仁左衛門丈インタビュー

歌舞伎:「荒川の佐吉」演じる片岡仁左衛門 共感できる欲のなさ−6月の歌舞伎座
◇6演目のあたり役
片岡仁左衛門が6月の歌舞伎座昼の部で「荒川の佐吉」(真山青果作、真山美保演出)の佐吉を演じている。6演目になるあたり役だ。
佐吉は元大工のやくざ。親分の仁兵衛が、浪人、成川郷右衛門に腕を切られて落ちぶれた後も世話をし続け、仁兵衛亡き後は、幼い孫の卯之吉を育てる。ついには、仁兵衛の敵も取る。
「好きな作品です。道を歩いていても、つい振り返ってしまうほど子供好きなので、他人の子供を育てる佐吉の気持ちもよく分かります」
好きなセリフがある。自分より強いはずの郷右衛門を討つ時に佐吉が唱える「一心具足千人力」の言葉。劇中では「人間捨て身になれば、恐れる相手はない」の意に使われている。
「実生活で大きいものにぶつかる時にも、この言葉を思い出します」
佐吉は大親分、相模屋政五郎(菊五郎)に親分になることをすすめられるが、固辞して江戸を去る。
「佐吉ほど格好良くはありませんが、気持ちは分かる。
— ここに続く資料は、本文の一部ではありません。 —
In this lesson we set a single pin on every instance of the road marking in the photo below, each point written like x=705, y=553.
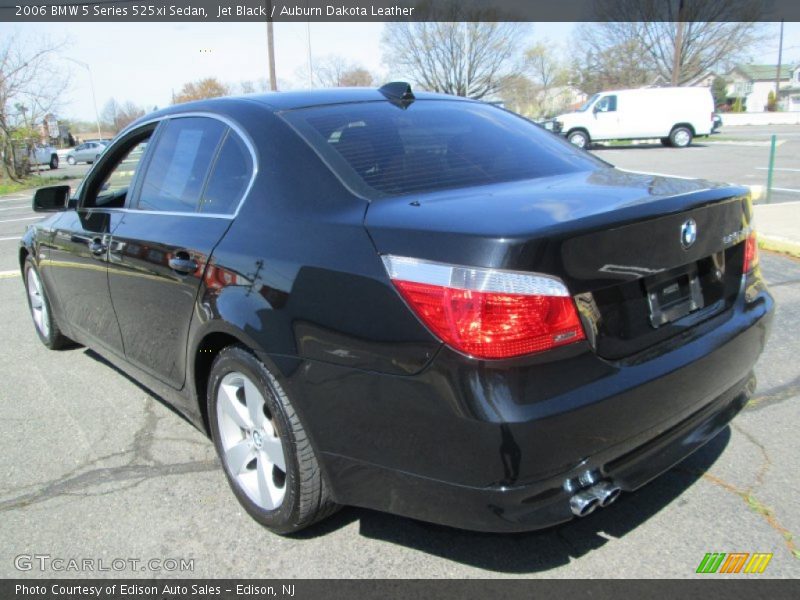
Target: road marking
x=778, y=169
x=37, y=217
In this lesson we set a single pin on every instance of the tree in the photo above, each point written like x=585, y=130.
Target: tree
x=117, y=116
x=357, y=77
x=683, y=39
x=520, y=95
x=253, y=87
x=210, y=87
x=547, y=74
x=604, y=67
x=719, y=89
x=30, y=87
x=453, y=50
x=336, y=71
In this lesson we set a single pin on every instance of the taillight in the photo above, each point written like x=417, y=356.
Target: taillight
x=750, y=252
x=487, y=313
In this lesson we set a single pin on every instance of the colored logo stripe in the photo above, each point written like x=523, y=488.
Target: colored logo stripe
x=736, y=562
x=758, y=562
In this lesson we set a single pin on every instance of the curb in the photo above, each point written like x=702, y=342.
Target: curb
x=779, y=244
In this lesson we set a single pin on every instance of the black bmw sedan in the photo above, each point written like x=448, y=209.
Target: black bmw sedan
x=408, y=302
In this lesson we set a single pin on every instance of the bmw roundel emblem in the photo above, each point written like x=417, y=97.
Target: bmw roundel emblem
x=688, y=233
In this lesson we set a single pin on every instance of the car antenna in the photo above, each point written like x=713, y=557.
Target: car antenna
x=398, y=93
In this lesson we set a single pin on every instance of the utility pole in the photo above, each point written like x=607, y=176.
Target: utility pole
x=273, y=81
x=678, y=56
x=310, y=64
x=778, y=70
x=91, y=85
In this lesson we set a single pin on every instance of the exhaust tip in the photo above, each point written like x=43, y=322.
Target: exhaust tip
x=583, y=503
x=606, y=492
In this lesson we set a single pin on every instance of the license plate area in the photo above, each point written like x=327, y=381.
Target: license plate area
x=673, y=295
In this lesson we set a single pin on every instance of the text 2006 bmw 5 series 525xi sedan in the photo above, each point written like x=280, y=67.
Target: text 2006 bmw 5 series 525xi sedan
x=413, y=303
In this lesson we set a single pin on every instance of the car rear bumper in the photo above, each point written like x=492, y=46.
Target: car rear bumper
x=484, y=450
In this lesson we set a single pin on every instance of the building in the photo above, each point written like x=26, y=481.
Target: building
x=752, y=84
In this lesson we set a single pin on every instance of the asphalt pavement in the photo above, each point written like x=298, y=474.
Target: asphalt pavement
x=736, y=155
x=95, y=466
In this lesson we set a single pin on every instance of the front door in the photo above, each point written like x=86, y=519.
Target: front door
x=77, y=261
x=605, y=123
x=159, y=251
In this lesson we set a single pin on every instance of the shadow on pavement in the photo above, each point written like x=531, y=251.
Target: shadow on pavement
x=521, y=552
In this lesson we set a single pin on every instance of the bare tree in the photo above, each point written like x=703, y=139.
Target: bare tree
x=117, y=116
x=30, y=87
x=253, y=87
x=682, y=39
x=336, y=71
x=453, y=50
x=605, y=65
x=210, y=87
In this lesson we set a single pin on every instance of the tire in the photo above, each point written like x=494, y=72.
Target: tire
x=680, y=137
x=46, y=327
x=579, y=138
x=283, y=500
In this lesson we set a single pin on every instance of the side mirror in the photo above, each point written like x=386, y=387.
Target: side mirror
x=51, y=199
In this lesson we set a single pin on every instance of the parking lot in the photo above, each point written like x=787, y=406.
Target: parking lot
x=736, y=155
x=95, y=466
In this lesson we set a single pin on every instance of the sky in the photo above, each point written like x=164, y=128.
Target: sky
x=145, y=63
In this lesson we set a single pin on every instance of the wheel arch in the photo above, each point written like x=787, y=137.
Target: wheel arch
x=208, y=343
x=580, y=128
x=688, y=126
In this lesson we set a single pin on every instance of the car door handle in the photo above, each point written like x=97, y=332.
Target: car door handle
x=97, y=247
x=182, y=264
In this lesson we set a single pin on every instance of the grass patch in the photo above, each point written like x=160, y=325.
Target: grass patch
x=8, y=186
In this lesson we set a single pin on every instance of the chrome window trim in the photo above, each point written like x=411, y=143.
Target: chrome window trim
x=234, y=126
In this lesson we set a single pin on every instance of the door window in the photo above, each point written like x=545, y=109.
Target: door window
x=115, y=184
x=228, y=182
x=180, y=164
x=607, y=104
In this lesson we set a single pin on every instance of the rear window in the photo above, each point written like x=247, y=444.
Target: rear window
x=382, y=149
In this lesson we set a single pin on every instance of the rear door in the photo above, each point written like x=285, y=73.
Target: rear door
x=196, y=176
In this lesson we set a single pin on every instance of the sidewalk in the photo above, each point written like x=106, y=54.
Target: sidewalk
x=778, y=227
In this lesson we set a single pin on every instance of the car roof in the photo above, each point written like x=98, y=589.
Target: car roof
x=283, y=101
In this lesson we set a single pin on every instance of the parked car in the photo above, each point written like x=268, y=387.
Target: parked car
x=409, y=302
x=87, y=152
x=676, y=115
x=44, y=155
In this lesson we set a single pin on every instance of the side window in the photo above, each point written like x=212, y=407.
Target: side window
x=180, y=164
x=228, y=181
x=113, y=190
x=607, y=104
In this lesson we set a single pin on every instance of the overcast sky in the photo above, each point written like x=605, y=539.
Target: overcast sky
x=144, y=63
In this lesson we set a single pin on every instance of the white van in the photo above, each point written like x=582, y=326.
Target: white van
x=676, y=115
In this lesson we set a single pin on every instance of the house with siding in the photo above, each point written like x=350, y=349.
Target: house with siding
x=753, y=83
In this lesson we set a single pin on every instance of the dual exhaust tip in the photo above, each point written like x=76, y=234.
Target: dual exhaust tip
x=600, y=495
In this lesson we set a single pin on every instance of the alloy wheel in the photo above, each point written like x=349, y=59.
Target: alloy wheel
x=252, y=449
x=38, y=305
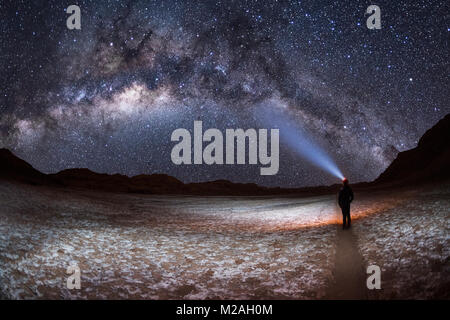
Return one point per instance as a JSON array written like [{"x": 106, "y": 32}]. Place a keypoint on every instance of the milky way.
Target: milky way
[{"x": 108, "y": 96}]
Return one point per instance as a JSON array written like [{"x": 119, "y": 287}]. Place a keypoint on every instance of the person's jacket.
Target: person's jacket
[{"x": 345, "y": 196}]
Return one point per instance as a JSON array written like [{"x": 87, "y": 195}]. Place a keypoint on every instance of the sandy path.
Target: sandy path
[{"x": 349, "y": 275}]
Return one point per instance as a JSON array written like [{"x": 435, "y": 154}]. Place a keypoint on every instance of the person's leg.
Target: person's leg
[
  {"x": 346, "y": 212},
  {"x": 349, "y": 219}
]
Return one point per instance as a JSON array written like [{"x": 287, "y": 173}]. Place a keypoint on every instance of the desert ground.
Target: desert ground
[{"x": 131, "y": 246}]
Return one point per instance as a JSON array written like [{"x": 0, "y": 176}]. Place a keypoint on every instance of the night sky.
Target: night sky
[{"x": 108, "y": 96}]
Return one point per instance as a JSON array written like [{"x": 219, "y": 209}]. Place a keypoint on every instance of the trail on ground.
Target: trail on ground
[{"x": 349, "y": 275}]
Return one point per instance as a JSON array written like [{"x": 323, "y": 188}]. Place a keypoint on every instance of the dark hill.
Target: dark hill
[{"x": 429, "y": 161}]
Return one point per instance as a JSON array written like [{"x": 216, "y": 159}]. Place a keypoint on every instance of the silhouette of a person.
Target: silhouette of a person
[{"x": 345, "y": 198}]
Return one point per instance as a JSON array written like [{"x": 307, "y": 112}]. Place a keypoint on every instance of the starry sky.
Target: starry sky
[{"x": 107, "y": 97}]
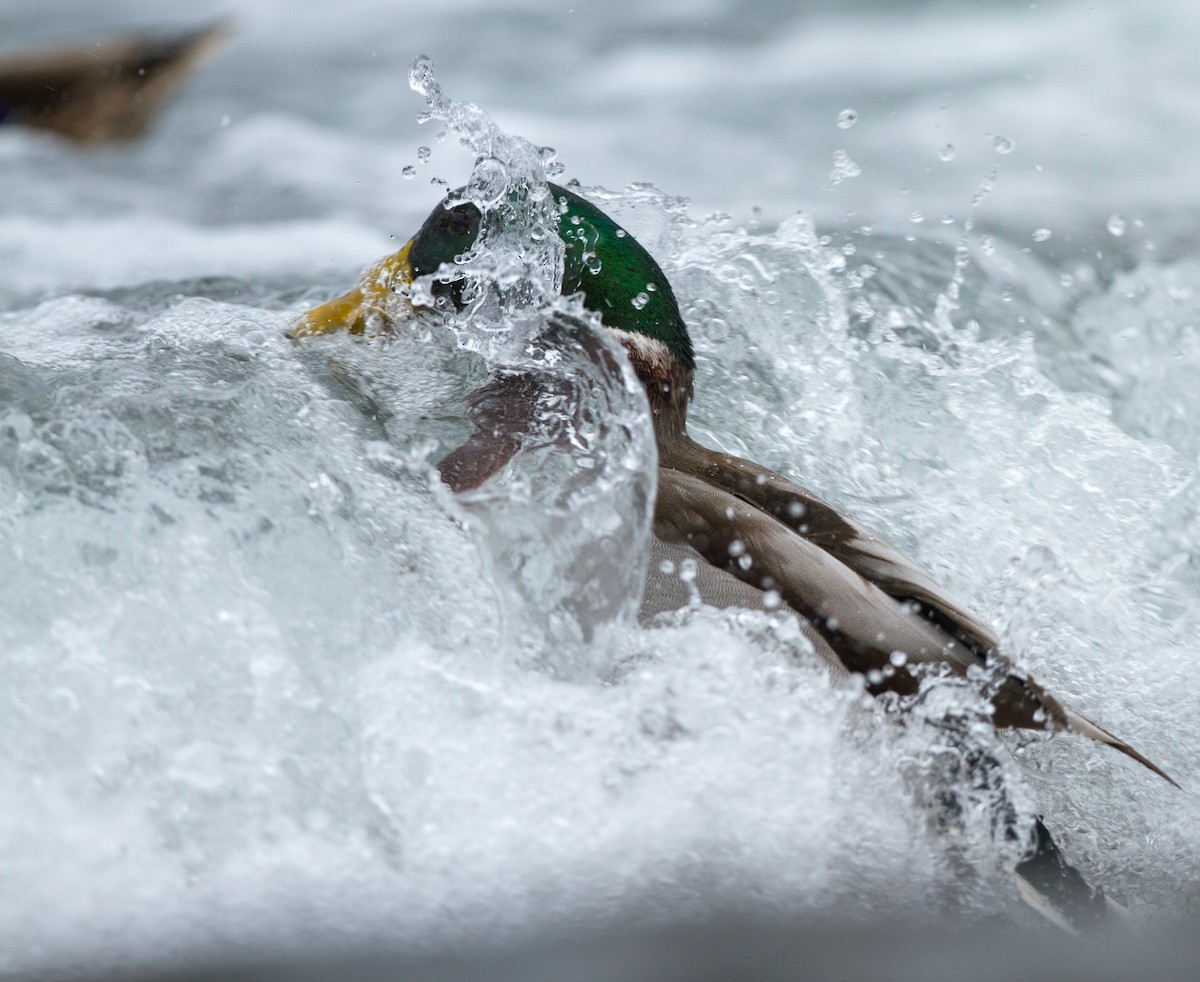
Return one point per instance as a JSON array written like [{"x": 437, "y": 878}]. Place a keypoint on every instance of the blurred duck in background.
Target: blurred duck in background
[{"x": 106, "y": 90}]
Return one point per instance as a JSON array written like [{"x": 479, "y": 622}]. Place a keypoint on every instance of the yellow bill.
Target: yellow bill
[{"x": 372, "y": 304}]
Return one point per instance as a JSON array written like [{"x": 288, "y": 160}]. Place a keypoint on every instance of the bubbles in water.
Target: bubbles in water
[
  {"x": 843, "y": 167},
  {"x": 550, "y": 161}
]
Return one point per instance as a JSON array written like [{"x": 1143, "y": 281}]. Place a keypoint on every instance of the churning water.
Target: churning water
[{"x": 262, "y": 677}]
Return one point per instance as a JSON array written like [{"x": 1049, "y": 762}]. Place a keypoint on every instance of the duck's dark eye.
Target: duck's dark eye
[{"x": 445, "y": 234}]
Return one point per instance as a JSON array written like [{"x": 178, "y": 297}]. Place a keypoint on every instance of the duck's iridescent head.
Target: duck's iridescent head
[{"x": 615, "y": 275}]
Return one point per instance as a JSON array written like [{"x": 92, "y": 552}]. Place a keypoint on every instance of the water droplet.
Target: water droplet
[
  {"x": 420, "y": 75},
  {"x": 489, "y": 181},
  {"x": 843, "y": 167}
]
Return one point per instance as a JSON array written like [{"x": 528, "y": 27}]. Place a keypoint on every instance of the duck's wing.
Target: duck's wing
[
  {"x": 867, "y": 628},
  {"x": 106, "y": 90},
  {"x": 817, "y": 555},
  {"x": 825, "y": 526},
  {"x": 671, "y": 585}
]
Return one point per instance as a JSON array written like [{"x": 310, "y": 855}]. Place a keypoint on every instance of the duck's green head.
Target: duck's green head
[{"x": 607, "y": 267}]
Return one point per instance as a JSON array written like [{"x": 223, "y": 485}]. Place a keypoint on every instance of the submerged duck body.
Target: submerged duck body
[{"x": 757, "y": 538}]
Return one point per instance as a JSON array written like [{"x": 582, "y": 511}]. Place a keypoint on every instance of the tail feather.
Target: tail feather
[
  {"x": 1084, "y": 726},
  {"x": 1057, "y": 891}
]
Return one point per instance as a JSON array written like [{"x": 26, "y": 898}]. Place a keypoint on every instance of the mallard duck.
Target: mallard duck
[
  {"x": 757, "y": 538},
  {"x": 105, "y": 90}
]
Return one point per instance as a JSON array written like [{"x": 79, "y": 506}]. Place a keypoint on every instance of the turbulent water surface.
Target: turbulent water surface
[{"x": 263, "y": 677}]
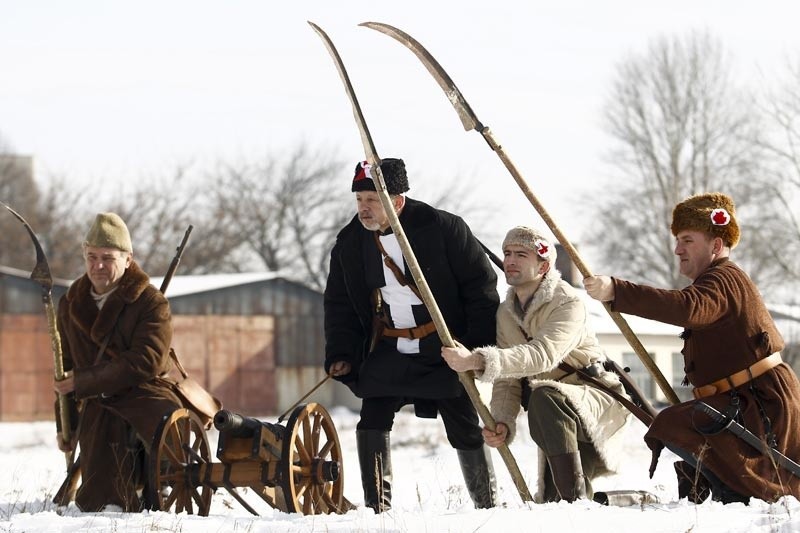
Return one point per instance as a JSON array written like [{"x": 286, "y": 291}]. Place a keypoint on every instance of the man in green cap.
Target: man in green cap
[{"x": 116, "y": 330}]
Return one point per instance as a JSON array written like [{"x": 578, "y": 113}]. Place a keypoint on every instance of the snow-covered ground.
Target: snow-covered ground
[{"x": 428, "y": 494}]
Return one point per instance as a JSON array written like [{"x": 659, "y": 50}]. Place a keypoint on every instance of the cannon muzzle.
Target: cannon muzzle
[{"x": 236, "y": 425}]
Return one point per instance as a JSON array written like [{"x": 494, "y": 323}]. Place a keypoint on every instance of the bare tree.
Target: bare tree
[
  {"x": 18, "y": 190},
  {"x": 286, "y": 212},
  {"x": 782, "y": 144},
  {"x": 158, "y": 212},
  {"x": 681, "y": 127},
  {"x": 61, "y": 226}
]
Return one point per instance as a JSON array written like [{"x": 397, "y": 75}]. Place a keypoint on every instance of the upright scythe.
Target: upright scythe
[
  {"x": 466, "y": 379},
  {"x": 41, "y": 275},
  {"x": 470, "y": 121}
]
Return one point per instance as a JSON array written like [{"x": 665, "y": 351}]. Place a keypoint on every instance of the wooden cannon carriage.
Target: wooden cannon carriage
[{"x": 296, "y": 468}]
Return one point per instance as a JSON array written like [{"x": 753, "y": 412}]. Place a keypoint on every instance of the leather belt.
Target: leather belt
[
  {"x": 738, "y": 378},
  {"x": 411, "y": 333}
]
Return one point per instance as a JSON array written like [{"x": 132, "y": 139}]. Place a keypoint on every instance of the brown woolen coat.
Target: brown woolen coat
[
  {"x": 727, "y": 329},
  {"x": 123, "y": 388}
]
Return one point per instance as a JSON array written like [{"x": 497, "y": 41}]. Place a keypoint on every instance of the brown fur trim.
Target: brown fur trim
[{"x": 83, "y": 311}]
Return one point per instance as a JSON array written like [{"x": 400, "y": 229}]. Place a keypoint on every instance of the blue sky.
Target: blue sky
[{"x": 116, "y": 91}]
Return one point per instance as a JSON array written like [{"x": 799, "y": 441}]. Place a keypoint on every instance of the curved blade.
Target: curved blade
[
  {"x": 366, "y": 138},
  {"x": 468, "y": 118},
  {"x": 41, "y": 272}
]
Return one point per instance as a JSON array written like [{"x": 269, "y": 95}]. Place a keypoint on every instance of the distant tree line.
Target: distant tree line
[
  {"x": 682, "y": 125},
  {"x": 276, "y": 214}
]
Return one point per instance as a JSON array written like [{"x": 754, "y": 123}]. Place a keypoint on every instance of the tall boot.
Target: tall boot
[
  {"x": 375, "y": 461},
  {"x": 476, "y": 466},
  {"x": 568, "y": 476}
]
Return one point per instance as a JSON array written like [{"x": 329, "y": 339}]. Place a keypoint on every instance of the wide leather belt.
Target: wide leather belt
[
  {"x": 411, "y": 333},
  {"x": 739, "y": 378}
]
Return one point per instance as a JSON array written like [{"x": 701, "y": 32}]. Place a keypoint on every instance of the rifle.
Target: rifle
[{"x": 66, "y": 492}]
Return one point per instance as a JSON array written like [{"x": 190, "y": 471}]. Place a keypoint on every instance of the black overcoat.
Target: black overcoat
[{"x": 462, "y": 282}]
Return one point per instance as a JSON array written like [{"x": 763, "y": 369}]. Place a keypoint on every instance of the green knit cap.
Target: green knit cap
[{"x": 109, "y": 231}]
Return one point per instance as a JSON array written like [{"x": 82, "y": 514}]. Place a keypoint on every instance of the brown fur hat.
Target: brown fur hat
[
  {"x": 394, "y": 174},
  {"x": 533, "y": 240},
  {"x": 713, "y": 213}
]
役者ですから欲がある。大きくなりたい、皆さまに受け入れられたいと思いますが、一方で、山奥で自給自足でこつこつ暮らしたいなんて考えたりすることもある。欲があるから人間は向上しますが、欲がうっとうしくなることもあるんですよね」
下っ端で周囲からも軽んじられていた佐吉だが、後半は人間的に成長し、花が咲いたような男ぶりを見せる。
「元の大工でいれば棟梁(とうりょう)と呼ばれた男だという意味のセリフがあります。最初から『ぺーぺー』でいかないやり方もある。前回は段々に成長して行くように演じました。逆に前々回は、元からそれなりの人間だったように演じた。今回も悩むところです」
もう一役が夜の部の「身替座禅」の玉の井菊五郎演じる山蔭右京の奥方。昼の部とは一転してのちょっと怖い女形だ。右京は、自宅から出してくれない玉の井の目を盗み、愛人の元へ急ぐ。
「恐妻ですが、右京のことがいとしくてしようがない。そこを出せればと思います」
26日まで。問い合わせは同座(03・5565・6000)。【小玉祥子

毎日新聞 2006年6月5日 東京夕刊

写真はインタビュー中?の仁左衛門丈。*1


当初の観劇予定が狂ってしまったこともあり、夜の部は『暗闇の丑松』だけ幕見でいいかな、と思っていたのですが、一昨年の暮れのテレビで同じ配役で観たとは言え『身替座禅』もやっぱり観たいし…と先日切符を取り直しました。*2そしてこちらのインタビュー拝見して、やはり取って正解だなと。
『荒川の佐吉』は当代勘三郎丈の当たり役いうイメージがあり(実際に観たこと無いのに)、仁左さんだとどうなのかな、と思っていましたが、これもやはりこのインタビューで楽しみ倍増です。

*1:スーツにネクタイ姿。

*2:日程の調整が上手く行かず、滑り込みの千穐楽となりました。